Hi there, I am not very good with measurements either, but here goes.

I take the mashed potatoes, throw in a bunch of flour and a tsp or two of baking powder and work the stuff til it is doughy. I sometimes toss in an egg, or some milk, and of course salt and pepper. Then I just fry and go. Yum, may have to do this again soon. I usually do mine with raw grated potato, but when you have leftovers, that is the way to go.


----------



## crewsk (Sep 13, 2004)

This is the recipe I used tonight but I added a handful of grated cheddar cheese & some paprika to the mixture. It came from www.cooks.com. I don't really do measurements either. I can't wait to try both of your suggestions. Thank you very much!  



FRIED MASHED POTATO PATTIES      

1 1/2 c. leftover mashed potatoes
2 tbsp. milk
1 egg
1/2 tsp. salt
Dash of pepper
1/4 c. flour
1/4 c. cooking oil
Mash cold potatoes with fork until soft. Add milk. Mix well. Add egg, salt, pepper and flour. Mix until well mixed. Fry in cooking oil.


----------



## Juliev (Oct 3, 2004)

yummm..that would also be good with some finely diced gr pepper and onion thrown in.... I'd like to dunk them in a yummy roasted red pepper dressing too... I'm going to have to make something to eat soon.. lol


----------



## Juliev (Oct 3, 2004)

Here is the roasted red pepper dressing I stated above... those potato pancakes would also be good with some warm bacon dressing.. that recipe is included too.

Roasted Red Pepper Dressing:

7 oz jar roasted red peppers, drained and patted dry
1/8 tsp cayenne pepper
1 tbsp vinegar
1/4 cup olive oil
1/4 cup plain yogurt
salt and pepper to taste

In a blender or food processor puree the red peppers, cayenne, and vinegar until the mixture is smooth and with the motor running add the oil in a stream. Turn off the motor, scrape down the sides, and blend in the yogurt and salt/pepper to taste..

Warm Creamy Bacon Dressing:

4 bacon slices, chopped
1 garlic clove, minced
1 cup Miracle Whip Salad Dressing
1/2 cup milk

Cook bacon until crisp. Drain, reserving 1 tablespoon drippings.
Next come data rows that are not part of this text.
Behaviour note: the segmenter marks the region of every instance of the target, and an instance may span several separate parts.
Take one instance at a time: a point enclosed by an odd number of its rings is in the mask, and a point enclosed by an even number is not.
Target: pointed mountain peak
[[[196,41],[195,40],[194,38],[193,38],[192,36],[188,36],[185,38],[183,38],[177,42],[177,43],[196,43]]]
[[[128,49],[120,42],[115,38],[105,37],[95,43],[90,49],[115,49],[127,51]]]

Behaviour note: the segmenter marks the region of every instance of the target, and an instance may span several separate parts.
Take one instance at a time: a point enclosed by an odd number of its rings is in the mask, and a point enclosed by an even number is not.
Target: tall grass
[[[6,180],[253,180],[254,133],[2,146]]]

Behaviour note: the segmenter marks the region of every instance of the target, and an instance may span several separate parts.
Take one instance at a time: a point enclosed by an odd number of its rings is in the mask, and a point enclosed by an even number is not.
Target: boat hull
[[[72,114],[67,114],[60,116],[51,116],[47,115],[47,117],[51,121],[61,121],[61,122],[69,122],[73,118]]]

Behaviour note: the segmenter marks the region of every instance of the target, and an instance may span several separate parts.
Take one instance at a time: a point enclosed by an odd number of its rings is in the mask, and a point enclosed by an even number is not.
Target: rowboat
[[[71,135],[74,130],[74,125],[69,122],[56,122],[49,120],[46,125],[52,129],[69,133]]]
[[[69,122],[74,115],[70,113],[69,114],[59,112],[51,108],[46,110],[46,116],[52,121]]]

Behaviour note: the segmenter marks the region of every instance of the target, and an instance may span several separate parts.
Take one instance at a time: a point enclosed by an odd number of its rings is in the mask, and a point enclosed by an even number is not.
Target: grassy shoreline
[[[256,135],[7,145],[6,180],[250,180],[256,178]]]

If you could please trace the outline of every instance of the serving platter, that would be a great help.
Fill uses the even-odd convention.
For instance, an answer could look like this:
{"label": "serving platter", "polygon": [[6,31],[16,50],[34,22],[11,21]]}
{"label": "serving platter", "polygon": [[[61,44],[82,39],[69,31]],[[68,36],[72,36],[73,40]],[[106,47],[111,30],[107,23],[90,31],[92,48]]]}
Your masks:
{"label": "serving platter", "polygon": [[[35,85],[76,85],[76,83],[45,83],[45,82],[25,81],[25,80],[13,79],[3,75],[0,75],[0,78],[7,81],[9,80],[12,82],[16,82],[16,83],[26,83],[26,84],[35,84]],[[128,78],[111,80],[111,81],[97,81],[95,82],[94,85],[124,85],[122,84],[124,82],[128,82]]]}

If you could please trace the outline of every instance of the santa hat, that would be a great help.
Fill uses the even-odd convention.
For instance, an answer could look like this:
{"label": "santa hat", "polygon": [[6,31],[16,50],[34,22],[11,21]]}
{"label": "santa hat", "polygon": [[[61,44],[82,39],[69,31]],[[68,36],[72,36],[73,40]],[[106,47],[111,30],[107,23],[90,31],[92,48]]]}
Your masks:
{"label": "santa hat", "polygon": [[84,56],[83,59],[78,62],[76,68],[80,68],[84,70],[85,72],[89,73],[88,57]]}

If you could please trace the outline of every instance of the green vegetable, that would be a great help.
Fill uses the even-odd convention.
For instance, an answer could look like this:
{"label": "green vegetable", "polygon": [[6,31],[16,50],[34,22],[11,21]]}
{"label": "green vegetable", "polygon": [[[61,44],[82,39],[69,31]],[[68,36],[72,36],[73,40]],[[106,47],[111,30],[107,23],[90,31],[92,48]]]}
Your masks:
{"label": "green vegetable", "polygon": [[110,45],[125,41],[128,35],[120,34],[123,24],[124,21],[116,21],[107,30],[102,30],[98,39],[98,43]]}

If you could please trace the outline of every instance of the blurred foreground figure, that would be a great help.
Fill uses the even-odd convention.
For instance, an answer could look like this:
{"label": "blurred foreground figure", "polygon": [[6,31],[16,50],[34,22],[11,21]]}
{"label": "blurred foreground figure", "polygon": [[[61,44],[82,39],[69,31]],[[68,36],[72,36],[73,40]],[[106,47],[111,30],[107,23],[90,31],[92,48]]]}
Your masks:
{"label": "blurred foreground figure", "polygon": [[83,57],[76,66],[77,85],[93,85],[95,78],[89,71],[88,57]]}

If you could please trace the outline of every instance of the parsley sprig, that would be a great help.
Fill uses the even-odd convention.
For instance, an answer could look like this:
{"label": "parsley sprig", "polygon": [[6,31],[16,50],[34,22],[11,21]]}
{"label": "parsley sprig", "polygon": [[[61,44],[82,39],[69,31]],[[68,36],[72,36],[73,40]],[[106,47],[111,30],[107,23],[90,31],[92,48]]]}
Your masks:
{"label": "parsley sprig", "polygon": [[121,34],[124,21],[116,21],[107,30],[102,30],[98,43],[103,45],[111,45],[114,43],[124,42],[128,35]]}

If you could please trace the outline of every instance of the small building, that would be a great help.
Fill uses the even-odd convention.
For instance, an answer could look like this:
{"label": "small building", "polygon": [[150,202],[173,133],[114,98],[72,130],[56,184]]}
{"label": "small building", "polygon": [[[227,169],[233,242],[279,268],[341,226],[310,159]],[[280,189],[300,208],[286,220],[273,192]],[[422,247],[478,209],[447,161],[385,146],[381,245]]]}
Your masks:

Heat reserved drippings, bacon and garlic over low heat 1 minute.

Stir in salad dressing and milk. Cook, stirring occasionally, until thoroughly heated.


----------



## middie (Oct 3, 2004)

ooh julie those sound yummy! thanks for sharing. think i'm going to make the bacon one tomorrow!


----------



## goodgiver (Oct 3, 2004)

*Potato Patties*

Can  you use left over instant mashed potatoes ?


----------



## Juliev (Oct 3, 2004)

I don't see why not goodgiver.  Just make sure they aren't too soupy.. if you feel they are, add alittle more flour.

and thanks middie.. it's an extremely easy dressing..and very good!


----------



## goodgiver (Oct 3, 2004)

*Potatoe Patties*

Thanks a lot Juliev.  You all here are sssssoooooooo helpful. God bless you all.


----------



## Yakuta (Oct 4, 2004)

Here is a recipe I make with mashed potatoes.  It's very good and can be fried and frozen and then reheated in the oven.

Left over potaotes (mashed) or boil some and mash
ground beef (browned, I cook mine with some garlic, chilli powder, cumin powder and corrainder powder along with salt)
1 cup cheddar cheese grated
1/4 cup of finely chopped fresh cilantro
1/4 cup of finely chopped fresh mint
1 jalapeno seeded and finely chopped (for more heat leave the seeds)
salt and black pepper to taste

Bread crumbs and eggs
oil to fry

In a bowl mix the potatoes, cheese, herbs and ground beef.  Make them into small patties.  Roll them first in bread crubms and then soak it in egg and fry them in oil.  Serve with some ketchup or any sauce of your choice.


----------